If you read the calibration section, we spoiled the surprise. So let's start with HDR picture quality, specifically
GZ2000's ace up the sleeve in the form of higher brightness. GZ2000 is the first OLED TV capable of hitting 1000 nits peak brightness. It can maintain this level of brightness up to a 10% window (10% of the screen area), while it drops to around 630 nits with a 25% window. To put that into perspective, Sony's latest
A9G OLED has peak brightness of around
650 nits.
You may be wondering if it even constitutes a difference and yes, it does.
Comparing GZ2000 side-by-side to a Sony OLED, GZ2000 packs serious punch. It is clear that GZ2000 is capable of maintaining a high brightness level with larger coverage area than other OLED TVs on the market today. Together with pixel-level luminance control it is an ideal partner for HDR video.
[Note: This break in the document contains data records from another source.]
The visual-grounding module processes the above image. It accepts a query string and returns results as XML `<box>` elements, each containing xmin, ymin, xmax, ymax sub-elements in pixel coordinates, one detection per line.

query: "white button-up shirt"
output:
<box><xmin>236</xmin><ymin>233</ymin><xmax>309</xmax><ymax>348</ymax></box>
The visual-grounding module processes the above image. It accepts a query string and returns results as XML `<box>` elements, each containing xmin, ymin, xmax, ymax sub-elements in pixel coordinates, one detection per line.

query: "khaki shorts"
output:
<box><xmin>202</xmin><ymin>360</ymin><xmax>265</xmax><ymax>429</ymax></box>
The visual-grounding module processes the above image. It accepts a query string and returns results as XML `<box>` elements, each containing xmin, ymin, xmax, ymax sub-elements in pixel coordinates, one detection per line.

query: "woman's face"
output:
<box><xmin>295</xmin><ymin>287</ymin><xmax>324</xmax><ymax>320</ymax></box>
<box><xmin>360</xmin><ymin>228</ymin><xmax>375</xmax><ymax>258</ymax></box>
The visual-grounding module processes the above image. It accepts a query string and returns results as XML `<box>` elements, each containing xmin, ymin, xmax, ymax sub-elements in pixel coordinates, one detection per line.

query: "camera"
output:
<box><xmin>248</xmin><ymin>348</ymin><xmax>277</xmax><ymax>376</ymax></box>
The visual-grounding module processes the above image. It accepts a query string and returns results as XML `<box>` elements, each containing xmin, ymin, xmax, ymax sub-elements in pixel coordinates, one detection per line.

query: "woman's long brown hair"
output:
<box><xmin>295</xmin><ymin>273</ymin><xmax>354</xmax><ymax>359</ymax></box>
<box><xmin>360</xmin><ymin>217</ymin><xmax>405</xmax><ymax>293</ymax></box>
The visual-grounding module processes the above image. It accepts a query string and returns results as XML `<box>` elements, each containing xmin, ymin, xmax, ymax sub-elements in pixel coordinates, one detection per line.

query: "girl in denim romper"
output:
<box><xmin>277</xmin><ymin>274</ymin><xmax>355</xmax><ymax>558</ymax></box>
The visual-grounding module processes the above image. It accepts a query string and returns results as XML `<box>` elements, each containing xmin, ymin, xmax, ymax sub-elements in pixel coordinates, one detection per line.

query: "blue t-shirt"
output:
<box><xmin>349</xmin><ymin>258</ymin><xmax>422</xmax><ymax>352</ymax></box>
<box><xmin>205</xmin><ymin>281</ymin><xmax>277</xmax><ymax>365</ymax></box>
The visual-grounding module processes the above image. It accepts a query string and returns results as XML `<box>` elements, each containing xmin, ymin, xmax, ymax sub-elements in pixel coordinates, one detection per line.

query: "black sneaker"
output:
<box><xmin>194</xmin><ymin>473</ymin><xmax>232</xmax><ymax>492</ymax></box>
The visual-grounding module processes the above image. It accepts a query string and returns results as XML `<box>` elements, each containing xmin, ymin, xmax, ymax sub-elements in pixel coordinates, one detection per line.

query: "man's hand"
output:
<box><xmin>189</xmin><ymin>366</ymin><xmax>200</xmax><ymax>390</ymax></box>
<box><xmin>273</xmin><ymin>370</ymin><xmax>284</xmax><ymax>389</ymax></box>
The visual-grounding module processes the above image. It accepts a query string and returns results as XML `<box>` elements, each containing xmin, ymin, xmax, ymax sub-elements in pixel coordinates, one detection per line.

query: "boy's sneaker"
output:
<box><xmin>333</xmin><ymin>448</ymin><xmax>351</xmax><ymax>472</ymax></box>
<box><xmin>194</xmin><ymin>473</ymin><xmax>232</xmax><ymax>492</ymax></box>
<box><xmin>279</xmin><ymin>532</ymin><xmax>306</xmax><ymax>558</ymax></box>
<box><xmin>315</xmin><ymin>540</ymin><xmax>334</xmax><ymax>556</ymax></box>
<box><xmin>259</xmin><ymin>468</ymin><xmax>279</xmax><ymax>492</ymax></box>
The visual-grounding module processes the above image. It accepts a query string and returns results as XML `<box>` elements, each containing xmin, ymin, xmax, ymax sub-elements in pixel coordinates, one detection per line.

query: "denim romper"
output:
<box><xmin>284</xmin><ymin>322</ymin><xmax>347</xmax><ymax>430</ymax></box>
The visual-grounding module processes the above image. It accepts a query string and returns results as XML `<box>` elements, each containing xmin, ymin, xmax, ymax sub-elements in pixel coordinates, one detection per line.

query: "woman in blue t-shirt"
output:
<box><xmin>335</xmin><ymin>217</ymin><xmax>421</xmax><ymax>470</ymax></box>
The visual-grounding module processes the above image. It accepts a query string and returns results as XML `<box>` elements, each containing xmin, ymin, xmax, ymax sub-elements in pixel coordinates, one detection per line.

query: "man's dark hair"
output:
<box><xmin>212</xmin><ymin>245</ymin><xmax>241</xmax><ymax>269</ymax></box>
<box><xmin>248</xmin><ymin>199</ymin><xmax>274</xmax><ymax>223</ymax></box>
Furthermore, GZ2000 adheres almost perfectly to the reference EOTF curve from start to end. Panasonic has opted for a modest roll-off; almost a 'hard clip' at the top end. This does not leave the panel with much headroom to resolve highlight details in content mastered to brightness above 1000 nits, which also brings us to our main point of criticism with GZ2000 (yes, so you can skip to the end after this). In highlight details we spotted occasional banding effects, mostly visible in sunset scenes (as seen below). If you look closely at the details around the sun (please ignore that the camera struggles to capture the full dynamic range), you will see some hard gradient transitions.